The first command builds the unified CLI, the second signs a PE file with a local RSA key, and the third verifies the result against explicit trust anchors. In practice, that means you can wire psign into CI, sign an artifact, and immediately verify the output without switching tools or manually inspecting the container.

The code orchestration path is the other important architectural decision. It acts like a release-signing planner, with --dry-run and --plan-json allowing you to inspect what will be signed before any mutation happens, which is exactly what you want when the input set includes nested ZIPs, manifest files, and bundle containers.

Pros and Cons of psign

Pros:

  • Close signtool parity — the repo explicitly validates behavior against signtool.exe where CI fixtures allow, which lowers the risk of hidden differences during release validation.
  • Portable execution pathportable mode avoids WinVerifyTrust and OS trust-store dependence, which makes Linux and macOS workflows viable.
  • Broad artifact coverage — PE, WinMD, NuGet, MSIX/AppX, VSIX, ClickOnce, RDP, CAB, and generic ZIP flows are all represented in the CLI surface.
  • Inspection-first workflowinspect-signature returns JSON, so it fits automated checks, diffing, and policy gates better than human-only console output.
  • Remote signing support — Azure Key Vault and Artifact Signing integration lets teams keep private keys out of build agents.
  • Repo-local and global distribution options — you can build from source with Cargo or consume the .NET tool package from NuGet.org.

Cons:

  • Windows parity still has edge cases — the repo acknowledges parity gaps versus native signtool.exe, AzureSignTool, and Azure Artifact Signing in some scenarios.
  • Some workflows require external services — Key Vault and Artifact Signing flows depend on Azure infrastructure and network access.
  • The surface area is large — teams only needing one small signing action may find the command set heavier than necessary.
  • Windows-mode behavior depends on native APIs — if a host lacks the expected SIP or trust components, you must switch to portable mode or adjust the environment.
  • Documentation depth is uneven by workflow — the repo is clear about commands, but real teams will still need to map their package types to the right subcommand and flags.

Getting Started with psign

The fastest way to start with psign is to install the published psign-tool package or build the binary from source, then run --help and pick the backend mode that matches your host. If you are evaluating it in CI, start with portable mode first, because it reduces dependency on machine-specific Windows state.

dotnet tool install -g Devolutions.Psign.Tool
psign-tool --help

# Optional source build path
cargo build -p psign --bin psign-tool --locked

After installation, psign-tool gives you the CLI entry point, and --help exposes the Windows and portable command families. On a Windows release agent, you can stay in auto mode and let psign choose the native path; on Linux or macOS, you should explicitly pick portable commands and provide the certificate and key material the workflow expects.

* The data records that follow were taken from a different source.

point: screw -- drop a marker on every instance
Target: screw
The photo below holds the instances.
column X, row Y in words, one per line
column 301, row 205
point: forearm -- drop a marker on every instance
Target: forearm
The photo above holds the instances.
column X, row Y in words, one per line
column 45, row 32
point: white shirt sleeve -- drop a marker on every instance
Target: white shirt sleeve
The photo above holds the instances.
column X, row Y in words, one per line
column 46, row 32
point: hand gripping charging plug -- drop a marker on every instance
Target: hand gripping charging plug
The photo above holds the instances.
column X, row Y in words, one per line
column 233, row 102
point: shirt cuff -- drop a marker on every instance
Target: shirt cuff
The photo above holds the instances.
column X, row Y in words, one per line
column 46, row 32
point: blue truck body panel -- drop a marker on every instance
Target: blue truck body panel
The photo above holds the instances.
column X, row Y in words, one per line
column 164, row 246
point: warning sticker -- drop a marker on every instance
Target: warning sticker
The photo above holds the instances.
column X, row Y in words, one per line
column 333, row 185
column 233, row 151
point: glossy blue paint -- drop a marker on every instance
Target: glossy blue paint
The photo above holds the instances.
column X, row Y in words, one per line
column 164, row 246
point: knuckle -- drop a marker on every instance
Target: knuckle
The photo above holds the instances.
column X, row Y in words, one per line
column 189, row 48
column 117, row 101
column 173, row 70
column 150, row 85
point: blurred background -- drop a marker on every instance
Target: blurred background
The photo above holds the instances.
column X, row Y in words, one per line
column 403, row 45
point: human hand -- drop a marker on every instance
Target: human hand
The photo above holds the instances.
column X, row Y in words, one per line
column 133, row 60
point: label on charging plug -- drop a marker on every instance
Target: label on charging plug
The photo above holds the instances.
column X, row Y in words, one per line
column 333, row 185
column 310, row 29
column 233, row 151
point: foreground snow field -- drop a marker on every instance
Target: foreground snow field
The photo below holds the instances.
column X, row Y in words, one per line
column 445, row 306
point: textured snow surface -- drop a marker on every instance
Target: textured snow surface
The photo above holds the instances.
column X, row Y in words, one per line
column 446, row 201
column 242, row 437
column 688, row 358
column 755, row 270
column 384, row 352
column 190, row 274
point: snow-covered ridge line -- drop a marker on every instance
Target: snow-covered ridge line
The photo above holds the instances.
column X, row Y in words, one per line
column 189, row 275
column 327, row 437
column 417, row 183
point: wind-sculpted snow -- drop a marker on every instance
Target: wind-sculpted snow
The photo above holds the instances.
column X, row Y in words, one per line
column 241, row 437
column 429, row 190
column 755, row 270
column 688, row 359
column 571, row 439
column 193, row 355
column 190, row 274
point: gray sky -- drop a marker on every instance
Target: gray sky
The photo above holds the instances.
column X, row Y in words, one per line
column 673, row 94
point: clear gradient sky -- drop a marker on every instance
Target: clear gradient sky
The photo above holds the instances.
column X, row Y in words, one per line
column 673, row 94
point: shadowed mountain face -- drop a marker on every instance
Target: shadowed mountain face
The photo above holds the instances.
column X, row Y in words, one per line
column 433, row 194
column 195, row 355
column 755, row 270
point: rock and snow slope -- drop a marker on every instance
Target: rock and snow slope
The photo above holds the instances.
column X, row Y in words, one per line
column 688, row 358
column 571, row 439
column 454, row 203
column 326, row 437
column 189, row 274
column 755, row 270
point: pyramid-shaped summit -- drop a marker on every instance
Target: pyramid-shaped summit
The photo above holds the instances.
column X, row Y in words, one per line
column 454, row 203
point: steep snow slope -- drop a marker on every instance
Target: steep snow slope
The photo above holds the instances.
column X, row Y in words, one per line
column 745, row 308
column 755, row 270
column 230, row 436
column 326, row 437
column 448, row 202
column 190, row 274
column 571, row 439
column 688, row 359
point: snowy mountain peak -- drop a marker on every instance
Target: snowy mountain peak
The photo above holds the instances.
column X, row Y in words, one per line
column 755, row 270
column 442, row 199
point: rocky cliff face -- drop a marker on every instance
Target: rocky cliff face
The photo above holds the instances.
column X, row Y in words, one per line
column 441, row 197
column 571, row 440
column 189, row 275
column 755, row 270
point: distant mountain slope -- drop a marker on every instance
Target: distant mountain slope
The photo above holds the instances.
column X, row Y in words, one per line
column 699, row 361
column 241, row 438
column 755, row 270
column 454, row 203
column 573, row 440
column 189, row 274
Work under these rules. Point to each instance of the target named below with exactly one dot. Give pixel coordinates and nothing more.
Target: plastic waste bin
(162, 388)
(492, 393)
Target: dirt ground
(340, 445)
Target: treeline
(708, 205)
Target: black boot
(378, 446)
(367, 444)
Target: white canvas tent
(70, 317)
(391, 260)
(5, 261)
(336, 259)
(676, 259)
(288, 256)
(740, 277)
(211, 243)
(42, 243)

For the first real run, start with a read-only command such as signature inspection or verification before you sign production artifacts. That reduces the chance of learning the CLI surface by mutating a release binary on your first attempt.

Verdict

psign is the strongest option for Windows-centric code signing when you need signtool parity plus a portable fallback. Its best strength is the split architecture that covers native Windows APIs and Rust-based cross-platform flows in one CLI. The caveat is that parity is not perfect in every edge case, so teams with strict release policy should validate their own artifact matrix before adopting it broadly. I recommend psign for CI-heavy teams that sign more than one package format.